Smith, Lyle & Moore was a long time coming, but it has already aged well. “It sounds like a time and place, and it’s unreplicable,” says Lyle, citing Young’s recent 40th studio album Homegrown, which was pulled from analog recordings from 1974 and 1975. “To hear the same record recorded in 2020 just wouldn’t be that interesting, so to listen to this EP puts me back in a former self that was a little more lost and searching and more open to experiences—a version of myself that in some ways scares me a little more and also that I wish I was more like now as time passes and things get a little more settled.”

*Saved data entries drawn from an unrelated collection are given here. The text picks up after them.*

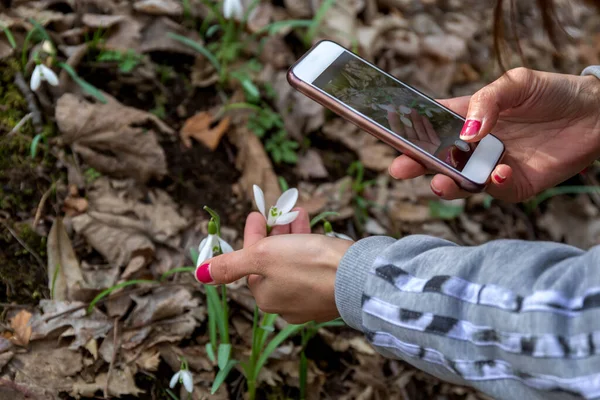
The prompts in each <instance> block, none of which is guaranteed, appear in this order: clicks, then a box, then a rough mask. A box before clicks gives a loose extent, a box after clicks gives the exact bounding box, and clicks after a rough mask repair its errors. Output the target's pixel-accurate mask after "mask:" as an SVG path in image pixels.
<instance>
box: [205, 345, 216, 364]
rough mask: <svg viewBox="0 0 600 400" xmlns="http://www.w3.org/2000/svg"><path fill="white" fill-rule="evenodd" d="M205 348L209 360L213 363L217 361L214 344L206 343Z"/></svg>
mask: <svg viewBox="0 0 600 400" xmlns="http://www.w3.org/2000/svg"><path fill="white" fill-rule="evenodd" d="M204 347H206V355H207V356H208V359H209V360H210V361H211V362H213V363H214V362H215V361H217V358H216V357H215V350H214V349H213V347H212V343H210V342H209V343H206V345H205V346H204Z"/></svg>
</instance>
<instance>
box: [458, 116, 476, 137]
mask: <svg viewBox="0 0 600 400" xmlns="http://www.w3.org/2000/svg"><path fill="white" fill-rule="evenodd" d="M480 129H481V121H477V120H475V119H468V120H467V122H465V125H464V126H463V130H462V131H461V132H460V138H461V139H471V138H473V137H475V136H477V134H478V133H479V130H480Z"/></svg>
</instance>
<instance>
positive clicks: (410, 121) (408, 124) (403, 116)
mask: <svg viewBox="0 0 600 400" xmlns="http://www.w3.org/2000/svg"><path fill="white" fill-rule="evenodd" d="M400 121H402V123H403V124H404V125H406V126H408V127H409V128H412V121H411V120H410V119H408V118H406V117H405V116H402V117H400Z"/></svg>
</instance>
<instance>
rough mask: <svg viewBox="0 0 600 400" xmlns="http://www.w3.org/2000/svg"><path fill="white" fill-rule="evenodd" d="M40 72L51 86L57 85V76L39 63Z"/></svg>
mask: <svg viewBox="0 0 600 400" xmlns="http://www.w3.org/2000/svg"><path fill="white" fill-rule="evenodd" d="M40 68H41V72H42V75H43V77H44V80H45V81H47V82H48V83H49V84H51V85H52V86H57V85H58V77H57V76H56V74H55V73H54V71H52V70H51V69H50V68H48V67H46V66H45V65H44V64H40Z"/></svg>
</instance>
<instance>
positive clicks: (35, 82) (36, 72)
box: [29, 64, 42, 92]
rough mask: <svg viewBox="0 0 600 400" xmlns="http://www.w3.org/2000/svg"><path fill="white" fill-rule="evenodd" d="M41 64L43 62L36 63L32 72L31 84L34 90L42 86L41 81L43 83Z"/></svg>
mask: <svg viewBox="0 0 600 400" xmlns="http://www.w3.org/2000/svg"><path fill="white" fill-rule="evenodd" d="M40 65H41V64H38V65H36V67H35V68H34V70H33V73H32V74H31V82H30V84H29V86H30V87H31V90H32V91H34V92H35V91H36V90H38V89H39V88H40V83H42V70H41V69H40Z"/></svg>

He adds, “This was a record where things were up in the air and things were all possible in all realms of life.”
For Smith, Lyle & Moore, this isn’t a one-off project, just something that is slowly and methodically unraveling.
“It’s been like a long time in fruition, so we’re very grateful to get it out and get a reception,” says Moore, who wants to see how EP1 unfolds and already have more material for a follow up, EP2. “I think that will dictate where it allows us to go in the future essentially, but we love it. We put our heart and soul into this and it’s precious to us and we’re really excited to see where it goes from there.”